Os bois andavam à vontade a pastar. Como ainda não tinha feixes de erva suficientes para encher o carro, e porque já eram mais do que horas para almoçar, pois já tinha tocado as duas no sino da igreja de Pedrouços, o Lima deixou o trabalho e foi ao tasco comer qualquer coisa na rua D. António Castro Meireles, a pouco mais de cem metros do campo. Um fígado de cebolada com batata cozida, um naco de broa e duas tigelas de verde tinto, restituíram-lhe as energias despendidas durante toda a manhã agachado a cortar erva. Ia segar mais uns 10 ou 15 feixes para encher o carro, e daria por terminada a faina.
Descendo a ladeira com a foicinha sobre o ombro e a fumar um pequeno Kentucky, regressou e dirigiu-se para onde tinha terminado o último corte. Deitou os olhos na direção dos moinhos para ver os animais e só viu um deitado à sombra.
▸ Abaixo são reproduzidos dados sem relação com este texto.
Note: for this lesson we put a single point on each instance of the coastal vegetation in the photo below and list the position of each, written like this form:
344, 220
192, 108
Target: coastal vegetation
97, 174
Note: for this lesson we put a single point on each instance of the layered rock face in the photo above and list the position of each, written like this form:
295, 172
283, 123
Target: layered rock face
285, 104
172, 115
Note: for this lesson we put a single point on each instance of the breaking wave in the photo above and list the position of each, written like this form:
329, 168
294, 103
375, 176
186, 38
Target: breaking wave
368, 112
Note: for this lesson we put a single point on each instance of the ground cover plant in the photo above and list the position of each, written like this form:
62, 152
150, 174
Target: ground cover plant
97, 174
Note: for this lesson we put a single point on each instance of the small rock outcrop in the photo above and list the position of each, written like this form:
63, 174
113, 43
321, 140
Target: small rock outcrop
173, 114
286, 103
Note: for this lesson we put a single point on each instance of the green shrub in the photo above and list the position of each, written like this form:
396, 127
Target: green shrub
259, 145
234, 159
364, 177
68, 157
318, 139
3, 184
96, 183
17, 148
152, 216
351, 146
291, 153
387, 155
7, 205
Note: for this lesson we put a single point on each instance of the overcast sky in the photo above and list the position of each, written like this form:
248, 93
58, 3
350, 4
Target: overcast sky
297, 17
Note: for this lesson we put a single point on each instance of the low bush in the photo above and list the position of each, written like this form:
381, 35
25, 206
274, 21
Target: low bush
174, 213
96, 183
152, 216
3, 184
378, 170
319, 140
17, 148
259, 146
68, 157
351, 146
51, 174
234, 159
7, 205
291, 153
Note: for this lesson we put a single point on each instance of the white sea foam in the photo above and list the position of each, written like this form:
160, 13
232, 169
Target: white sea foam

Olhou e voltou a olhar mais acima, mais abaixo, para ver se enxergava o outro também deitado. Nada. - Onde raio se meteu o animal? Pensou em voz alta. Foi na direção do que estava deitado à sombra do moinho. Quando chegou junto dele é que reparou que mais abaixo, o outro estava dentro do ribeiro. - Que raio, como é que aí foste parar?
E foi na sua direção. Mas começou já a imaginar o pior, o boi não se mexia, a água quase o cobria junto ao moinho. – “Meu deus, o meu boi está morto! Meu Deus quem me acode… o meu boi afogou-se!
 Alguns populares na rua ouviram-no e foram na sua direção para o ajudar. Nada a fazer. O boi terá escorregado ou talvez querendo beber água, aproximou-se demasiado do ribeiro e caiu lá dentro, precisamente junto ao moinho onde o ribeiro faz represa e é mais fundo. Com o corpo tapou a passagem da água que passa por debaixo do moinho e fê-la subir ainda mais cobrindo o animal que morreu afogado.
Tenha calma, sô Lima, tenha calma. Diziam alguns populares.
Daí que, ainda hoje, mais ou menos a meio dessa rua D. António Castro Meireles, (atravessada agora pela autoestrada) ser conhecido de lugar do Boi Morto-

 BOI MORTO

LENDA DO BOI MORTO

 

Ainda a aurora despertava,
Em raios cheios de encanto;
Já o lavrador guiava,
O carro de bois ao campo.
 
Foi à leira do lameiro,
Segar erva para o gado,
Junto ao moinho e ribeiro,
Pelos choupos sombreado.
 
Retirou o jugo aos bois,
Deu-lhes erva a comer;
Deixou-os num sítio os dois,
Onde os pudesse ver.
 
Ora fuma, ora assobia,
Com os feixes a aumentar;
Veio a fome e o meio-dia
E o momento de almoçar.
 
Subiu à rua, foi ao tasco,
Calar a fome danada;
Onde bebeu um verdasco,
Com fígado de cebolada.
 
Desceu de novo ao lameiro,
A cortar mais alguns molhos,
E na direção do ribeiro,
Atento deitou os olhos.
 
Só viu um boi, o castanho,
Enquanto descia o couto;
Achou aquilo muito estranho,
Onde se terá metido o outro.
 
Faltava-lhe o velho macho,
Porque estava este sozinho;
Vi-o no ribeiro abaixo,
Dentro de água, no moinho
 
Como foste aí parar?
Pensou alto o lavrador.
Se calhar foi se molhar,
Por estar tanto calor.
 
Quando chegou mais perto,
Viu que o boi não se mexia;
De água quase coberto,
Quase parada, não corria.
 
Quando o boi ali caiu,
A água terá tapado;
Que lentamente o cobriu,
Tendo aí se afogado.
 
Em desespero o lavrador,
Do mal que lhe aconteceu;
Chorava com mágoa e dor,
“Meu Deus, meu boi morreu”.
 
Fosse mentira ou verdade,
Isto há muito era contado;
Só lhe dei mais qualidade,
P’ró boi morto ser lembrado.

Narrativa e poesia de José Faria

 Reservados todos os direitos de autor.